03 November 2009

m,my feet aren't my own anymore

I have started to test myself.
How far can I go without committing suicide?
I take showers, long showers. I curl up in the bottom of the bathtub and let the water pool around me. My body creates a barrier. The water slowly rises, filling one ear, distorting the sound of water hitting water; porcelain tapping out rhythm. I get lost in the drumming. It sounds like music, like something someone in Providence would play. Noise. Beauty.
I open my eyes and see a world divided. One arm under water, one arm above. One eye under water, one eye above. Half blurry, half clear. Water rises.

How far can I go?

Water begins to pour into one nostril. I wait as long as I can. I deal with the discomfort, that swimming-pool memory of diving underwater with nothing to hold my nose closed. I think, "maybe tonight is the night I can relax enough to die." I think, "I bet if I got high enough, I could do this and not care about drowning. I would like it. It would just be another sensation to notice."
The water is comforting. The stillness of my body reminds me of ten years ago. It feels like I am giving myself up to the inevitable. I can finally stop fighting. I won't have to worry about anything else. I can be in gentle darkness, soothing, caressing, blind and weightless. It would be home.

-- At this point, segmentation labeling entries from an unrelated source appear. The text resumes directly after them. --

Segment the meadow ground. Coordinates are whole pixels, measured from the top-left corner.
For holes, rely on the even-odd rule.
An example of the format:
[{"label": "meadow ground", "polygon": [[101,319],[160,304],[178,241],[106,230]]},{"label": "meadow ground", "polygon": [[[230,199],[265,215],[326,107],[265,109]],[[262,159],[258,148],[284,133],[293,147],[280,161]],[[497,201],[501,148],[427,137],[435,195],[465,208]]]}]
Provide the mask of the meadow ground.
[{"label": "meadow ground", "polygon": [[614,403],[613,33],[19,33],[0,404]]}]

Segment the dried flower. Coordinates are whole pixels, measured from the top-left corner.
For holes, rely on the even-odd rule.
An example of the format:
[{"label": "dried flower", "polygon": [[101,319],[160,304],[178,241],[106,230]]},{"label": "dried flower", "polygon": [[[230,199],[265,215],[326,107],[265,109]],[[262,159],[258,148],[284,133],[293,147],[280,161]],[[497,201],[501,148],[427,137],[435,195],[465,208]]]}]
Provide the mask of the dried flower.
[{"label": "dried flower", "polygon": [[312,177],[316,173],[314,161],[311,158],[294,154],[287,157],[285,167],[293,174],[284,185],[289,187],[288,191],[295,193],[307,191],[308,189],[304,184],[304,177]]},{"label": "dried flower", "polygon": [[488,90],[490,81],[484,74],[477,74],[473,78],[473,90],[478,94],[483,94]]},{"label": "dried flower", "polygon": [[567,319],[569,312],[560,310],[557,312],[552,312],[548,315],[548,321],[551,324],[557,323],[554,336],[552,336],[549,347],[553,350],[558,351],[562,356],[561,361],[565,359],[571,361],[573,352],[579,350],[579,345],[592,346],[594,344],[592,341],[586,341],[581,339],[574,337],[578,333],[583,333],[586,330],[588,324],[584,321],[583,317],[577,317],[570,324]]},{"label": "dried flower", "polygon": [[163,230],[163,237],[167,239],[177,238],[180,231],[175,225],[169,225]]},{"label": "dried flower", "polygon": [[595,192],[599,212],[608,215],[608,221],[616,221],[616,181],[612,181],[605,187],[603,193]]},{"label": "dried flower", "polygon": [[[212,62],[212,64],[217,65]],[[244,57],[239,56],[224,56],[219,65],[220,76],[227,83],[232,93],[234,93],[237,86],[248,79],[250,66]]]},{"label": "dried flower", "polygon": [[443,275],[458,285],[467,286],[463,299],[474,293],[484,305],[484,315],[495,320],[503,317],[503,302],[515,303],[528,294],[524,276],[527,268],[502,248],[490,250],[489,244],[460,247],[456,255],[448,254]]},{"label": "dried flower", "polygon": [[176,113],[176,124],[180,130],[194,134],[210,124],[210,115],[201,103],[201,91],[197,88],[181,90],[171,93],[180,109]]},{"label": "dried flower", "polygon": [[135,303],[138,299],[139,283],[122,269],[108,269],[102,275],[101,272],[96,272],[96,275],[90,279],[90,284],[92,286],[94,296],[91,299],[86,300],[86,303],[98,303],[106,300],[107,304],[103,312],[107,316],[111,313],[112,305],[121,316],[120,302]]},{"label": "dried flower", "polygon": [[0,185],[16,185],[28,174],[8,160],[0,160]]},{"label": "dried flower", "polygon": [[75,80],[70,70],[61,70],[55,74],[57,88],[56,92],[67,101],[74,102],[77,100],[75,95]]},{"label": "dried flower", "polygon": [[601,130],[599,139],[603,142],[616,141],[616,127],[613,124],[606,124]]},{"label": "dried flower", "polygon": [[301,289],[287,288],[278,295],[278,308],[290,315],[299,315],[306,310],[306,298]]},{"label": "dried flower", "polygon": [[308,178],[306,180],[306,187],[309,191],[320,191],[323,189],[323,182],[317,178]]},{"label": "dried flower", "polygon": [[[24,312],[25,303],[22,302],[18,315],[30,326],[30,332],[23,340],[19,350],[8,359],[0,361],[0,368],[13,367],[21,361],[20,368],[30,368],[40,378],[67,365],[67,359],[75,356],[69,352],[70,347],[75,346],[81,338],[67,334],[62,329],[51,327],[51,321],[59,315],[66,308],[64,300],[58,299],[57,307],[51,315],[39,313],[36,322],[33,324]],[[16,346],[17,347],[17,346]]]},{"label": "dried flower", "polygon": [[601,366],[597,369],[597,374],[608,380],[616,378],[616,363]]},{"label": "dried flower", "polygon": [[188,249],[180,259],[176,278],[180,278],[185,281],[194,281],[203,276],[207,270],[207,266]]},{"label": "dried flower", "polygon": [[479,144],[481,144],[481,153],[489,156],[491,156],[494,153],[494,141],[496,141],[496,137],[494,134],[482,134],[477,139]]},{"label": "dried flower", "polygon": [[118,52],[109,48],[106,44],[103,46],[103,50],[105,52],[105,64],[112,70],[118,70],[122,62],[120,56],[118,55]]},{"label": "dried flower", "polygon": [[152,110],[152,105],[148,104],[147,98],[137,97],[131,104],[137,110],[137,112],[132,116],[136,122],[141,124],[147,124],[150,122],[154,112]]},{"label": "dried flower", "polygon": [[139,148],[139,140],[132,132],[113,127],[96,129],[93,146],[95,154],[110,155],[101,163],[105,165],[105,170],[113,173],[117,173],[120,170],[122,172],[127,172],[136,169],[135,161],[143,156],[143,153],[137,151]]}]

Instead, I sit up. I let the water drain. I get on my knees and touch my forehead to the bathtub. I let the death wash off of me. I get up. I turn off. I get out.

And I wonder who knows about my disease? Who knows I'm suicidal? I've only told my therapist. I said I could keep myself safe. It gets harder and harder each time, but I won't stop doing it. I love the sense of peace I get when the water starts to take me. I love the warmth. I love the sound. I love the feeling.

Who reads this and says nothing? If the roles were reversed, what would I say? This is too big for any one person. This is just me, and mine, and what can I do to deal with it?
I keep going. I keep living. I struggle to stay on top of things. Sometimes I succeed. What else can I do? I'm in therapy. I take medication. What more can I do but commit myself to a mental institution? I still remember how that was ten years ago. I don't want to go back yet.
I think I'll end up there eventually, but I can't go back yet.
I'd have to get so much worse before it would be worth it.